A research team led by Therese Grant, PhD, is studying the health and neurobehavior of adults diagnosed with FASD by locating and recruiting individuals with FASD and controls who participated in research twenty years ago at the UW Fetal Alcohol and Drug Unit (FADU) under the leadership of Ann Streissguth, PhD.

The team is collecting demographic and health information from 250 people and conducting in-depth assessment of physical characteristics, immune function, mental health, cognitive functioning, and social/adaptive functioning among 120 of them. Colleagues at Emory University are conducting a parallel collaborative study. The goals are to determine the persistence and severity of disability associated with FASD and refine diagnostic criteria for FASD among adults.
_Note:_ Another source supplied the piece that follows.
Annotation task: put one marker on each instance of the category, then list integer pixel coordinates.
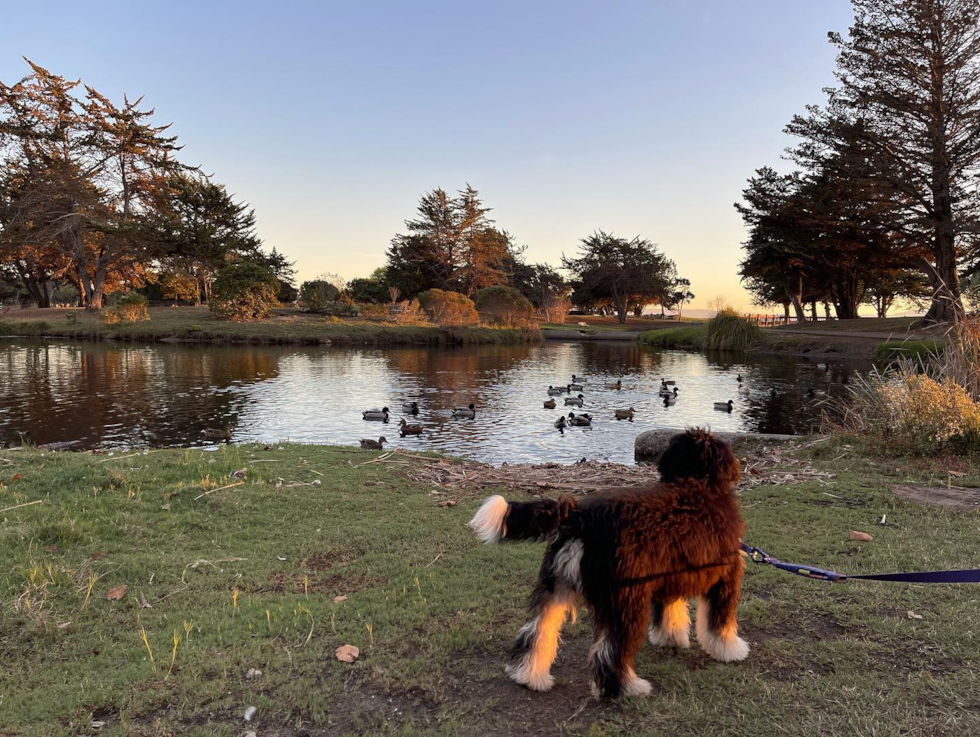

In October 2020, the team received a NIH/NIAAA Administrative Supplement allowing them to evaluate the impact of the COVID-19 pandemic on the adult participants in the parent grant. COVID-19 presents significant risks for this cohort, including health outcomes and environmental stressors resulting from the pandemic. So far, there is no information about the impact of COVID-19 for individuals with disabilities in general or FASD in particular, despite the likelihood that such impaired individuals will have greater difficulty in understanding and implementing social distancing and other safety measures that are necessary to reduce their risk of infection. Concurrent with the above study and in collaboration with researchers at San Diego State University, the team is recruiting 90 FASD-diagnosed individuals and controls who had previous MRI scans conducted in earlier studies at the UW. Comparisons between current and earlier scans will provide insight into changes in brain structure and function with age.

In addition to Dr. Grant, the UW research team includes Sandra Radin, PhD, Susan Stoner, PhD, Margaret Adam, MD, Kathryn Kelly, Tim Smith-Stewart and Kristina Rowlett.